Widely regarded as the father of German Romantic painting, Caspar David Friedrich (1774-1840) was born in the harbour-town of Greifswald in Pomerania on the Baltic coast. He was the son of a candle-maker and soap-boiler, and the sixth of ten children. Friedrich was no stranger to tragedy: his mother died in 1781 when Friedrich was only seven years old, and his sister Elisabeth died the following year. In 1787 Friedrich witnessed his younger brother Johann Christoffer drown, and in 1791 his sister Maria contracted Typhus and died. These experiences, along with his Protestant upbringing and the stark landscape in which he grew up were to have a profound influence on his painterly aesthetic and the meaning with which he imbued his work.

Friedrich received his early artistic training from a local teacher in Greifswald before moving to the Academy of Copenhagen and then settling in Dresden. He was elected a member of the Berlin Academy in 1810 after two of his paintings were purchased by the Prussian Crown Prince. In 1805, he submitted two works to the Weimar competition organised by the German writer Goethe, which he won.

Friedrich’s popularity waxed and waned over his lifetime; though he gained early renown, this was lost over his later years. In his final fifteen years of life, Friedrich’s reputation went steadily into decline. He was thought to be too eccentric, melancholic and out of touch with the times. Friedrich died in Dresden in relative obscurity. It was not until the 1970s that his work enjoyed a renaissance. The most damaging blow to his reputation came after the Second World War. The Nazi party drew similarities between Friedrich’s work and their nationalistic slogan Blut und Boden and used his work to promote their ideology. After Germany’s defeat, Friedrich’s work remained tarred by association.

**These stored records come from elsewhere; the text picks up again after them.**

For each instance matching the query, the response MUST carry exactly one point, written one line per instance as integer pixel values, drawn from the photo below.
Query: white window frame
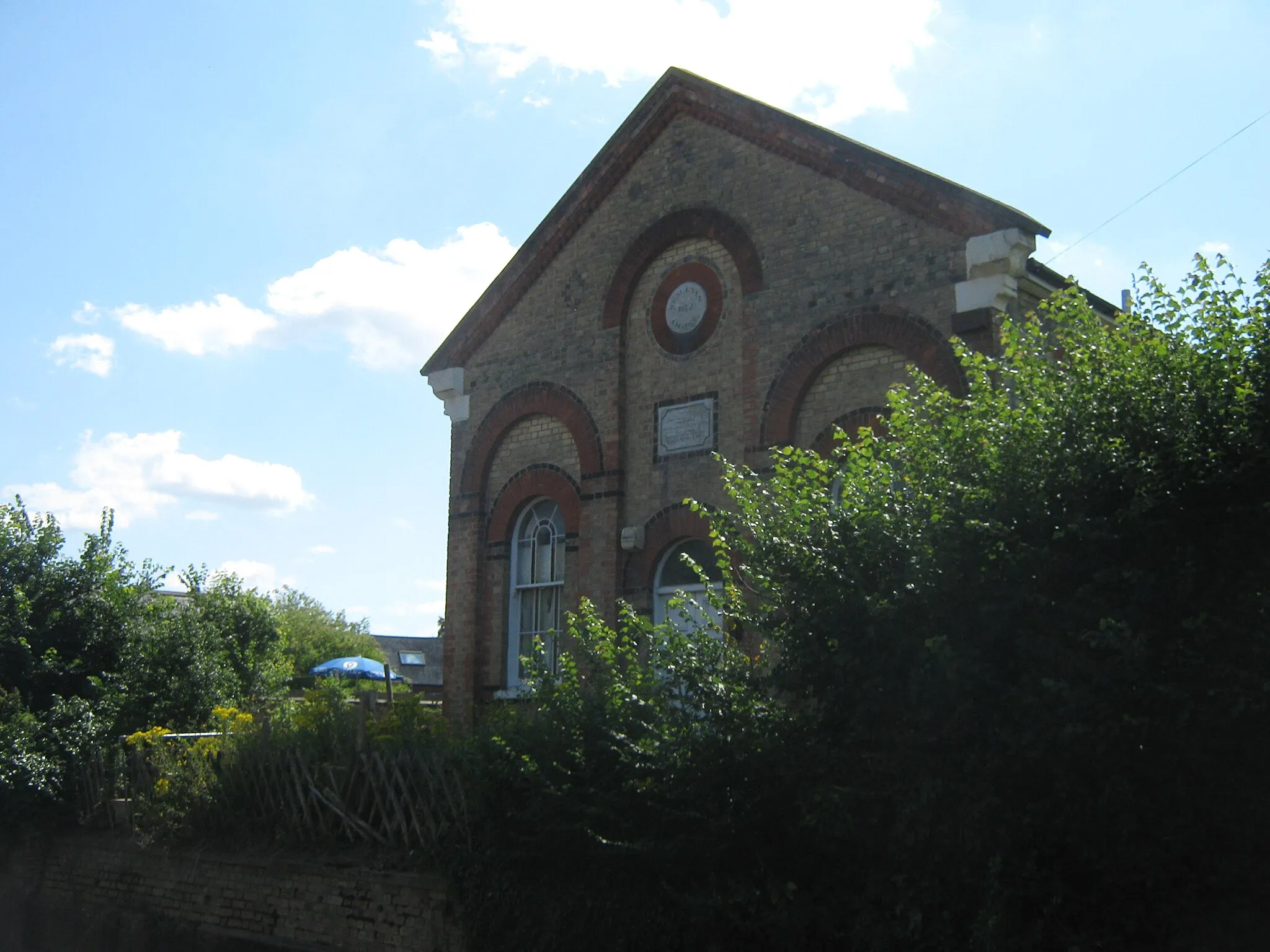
(662, 594)
(515, 592)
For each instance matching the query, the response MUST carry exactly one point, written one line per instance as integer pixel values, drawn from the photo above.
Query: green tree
(89, 650)
(1028, 631)
(311, 635)
(1014, 691)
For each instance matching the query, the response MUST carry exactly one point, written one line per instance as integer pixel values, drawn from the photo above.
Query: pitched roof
(681, 93)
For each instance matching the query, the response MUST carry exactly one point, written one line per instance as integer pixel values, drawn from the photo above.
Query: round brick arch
(538, 482)
(530, 400)
(879, 325)
(676, 226)
(673, 523)
(871, 416)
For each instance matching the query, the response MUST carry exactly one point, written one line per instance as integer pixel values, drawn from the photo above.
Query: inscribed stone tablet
(685, 428)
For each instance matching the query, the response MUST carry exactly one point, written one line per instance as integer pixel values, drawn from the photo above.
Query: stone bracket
(447, 385)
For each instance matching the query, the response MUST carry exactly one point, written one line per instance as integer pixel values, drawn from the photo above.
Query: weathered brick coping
(102, 892)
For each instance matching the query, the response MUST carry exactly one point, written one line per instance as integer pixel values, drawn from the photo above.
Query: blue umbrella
(353, 668)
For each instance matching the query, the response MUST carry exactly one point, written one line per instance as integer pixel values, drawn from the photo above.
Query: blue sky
(231, 232)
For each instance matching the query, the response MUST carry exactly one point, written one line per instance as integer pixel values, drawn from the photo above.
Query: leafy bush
(313, 635)
(1015, 691)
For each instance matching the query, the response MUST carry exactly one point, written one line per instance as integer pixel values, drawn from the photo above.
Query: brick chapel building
(723, 277)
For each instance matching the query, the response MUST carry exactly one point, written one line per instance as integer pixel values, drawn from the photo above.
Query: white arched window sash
(673, 578)
(538, 587)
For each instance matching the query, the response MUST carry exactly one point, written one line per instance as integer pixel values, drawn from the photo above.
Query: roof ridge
(680, 92)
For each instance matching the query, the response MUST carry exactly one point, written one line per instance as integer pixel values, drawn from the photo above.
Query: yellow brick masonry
(535, 439)
(87, 891)
(856, 380)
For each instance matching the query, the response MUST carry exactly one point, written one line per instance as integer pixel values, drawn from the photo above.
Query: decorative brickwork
(531, 400)
(677, 226)
(680, 94)
(703, 276)
(835, 266)
(858, 379)
(660, 532)
(534, 483)
(851, 423)
(534, 439)
(878, 327)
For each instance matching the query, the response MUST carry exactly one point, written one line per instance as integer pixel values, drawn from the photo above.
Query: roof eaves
(677, 92)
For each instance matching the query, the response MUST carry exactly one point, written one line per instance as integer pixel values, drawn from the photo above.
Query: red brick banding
(530, 484)
(673, 523)
(676, 226)
(523, 402)
(870, 416)
(944, 203)
(878, 325)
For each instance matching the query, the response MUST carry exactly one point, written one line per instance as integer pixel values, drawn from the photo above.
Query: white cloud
(84, 352)
(393, 306)
(828, 60)
(139, 475)
(200, 328)
(1096, 267)
(260, 576)
(172, 582)
(443, 47)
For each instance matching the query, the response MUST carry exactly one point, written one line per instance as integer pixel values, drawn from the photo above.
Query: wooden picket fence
(401, 799)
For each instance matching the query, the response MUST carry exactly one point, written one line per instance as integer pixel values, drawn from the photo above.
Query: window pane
(546, 610)
(523, 563)
(676, 574)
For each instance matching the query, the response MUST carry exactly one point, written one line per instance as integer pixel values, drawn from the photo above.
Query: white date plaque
(685, 307)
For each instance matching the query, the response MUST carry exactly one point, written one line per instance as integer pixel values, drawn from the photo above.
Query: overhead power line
(1137, 201)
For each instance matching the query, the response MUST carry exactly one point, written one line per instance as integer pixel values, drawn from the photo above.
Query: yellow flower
(151, 736)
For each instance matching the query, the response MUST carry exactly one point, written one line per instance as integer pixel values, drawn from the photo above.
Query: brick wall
(822, 252)
(535, 439)
(104, 894)
(858, 379)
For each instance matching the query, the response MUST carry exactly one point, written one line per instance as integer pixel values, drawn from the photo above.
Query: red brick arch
(878, 325)
(870, 416)
(673, 523)
(676, 226)
(528, 484)
(528, 400)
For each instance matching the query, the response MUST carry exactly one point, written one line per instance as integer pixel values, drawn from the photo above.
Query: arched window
(538, 586)
(673, 575)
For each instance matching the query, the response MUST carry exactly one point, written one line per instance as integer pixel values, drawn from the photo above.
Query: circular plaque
(686, 307)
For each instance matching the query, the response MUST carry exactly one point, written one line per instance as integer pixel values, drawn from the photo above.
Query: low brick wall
(98, 892)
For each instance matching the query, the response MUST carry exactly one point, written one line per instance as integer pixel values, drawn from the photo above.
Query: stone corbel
(447, 385)
(993, 265)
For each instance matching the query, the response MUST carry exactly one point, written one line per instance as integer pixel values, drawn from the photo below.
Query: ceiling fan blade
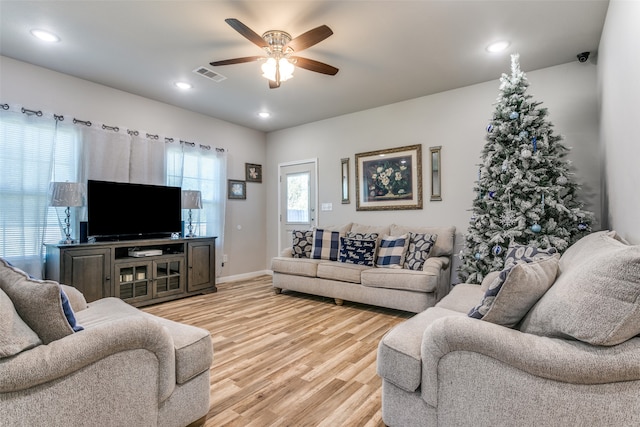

Friedrich was greatly influenced by the German Romantic writers and critics such as Novalis, the Schlegel brothers and Tieck. These writers brought a new emotive awareness to nature, and Friedrich sought to replicate this in his art. Much like J.M.W. Turner and John Constable, he portrayed nature as a divine creation which stands in opposition to the artifice of the man-made world. Friedrich himself has influenced many notable artists, including his contemporary Johan Christian Dahl, and the more modern Arnold Böcklin, Ferdinand Hodler, Gerhard Richter and Mark Rothko.

Friedrich wished to paint not just the landscape, but the emotional response which it provokes. Through this, the spectator views an outward representation of an inward sensation. The most radical achievement of Friedrich was his new approach to pure landscape imagery: the landscape became the protagonist, not the human event within it. The human figure is often silhouetted before night skies or morning mists, and barren trees and Gothic or megalithic ruins are common features in his work. When reflecting on the early tragedy of Friedrich’s family life, it comes as no surprise that gloom and melancholy pervade his work.

Nevertheless, after wedding Caroline Bommer in 1818 (with whom he had three children), Friedrich’s paintings saw use of a brighter and less austere palette and conveyed a sense of levity. Frequency of human presence in these paintings also increased considerably during this period, which perhaps reveals the new importance of human life experienced by Friedrich after starting his family. However, even in Friedrich’s most sombre works, he points to a more peaceful life beyond human mortality. Friedrich was raised in a Lutheran family, and his religious views surface in his work in this way. The consolation of a harmonious afterlife is present amidst the despondency.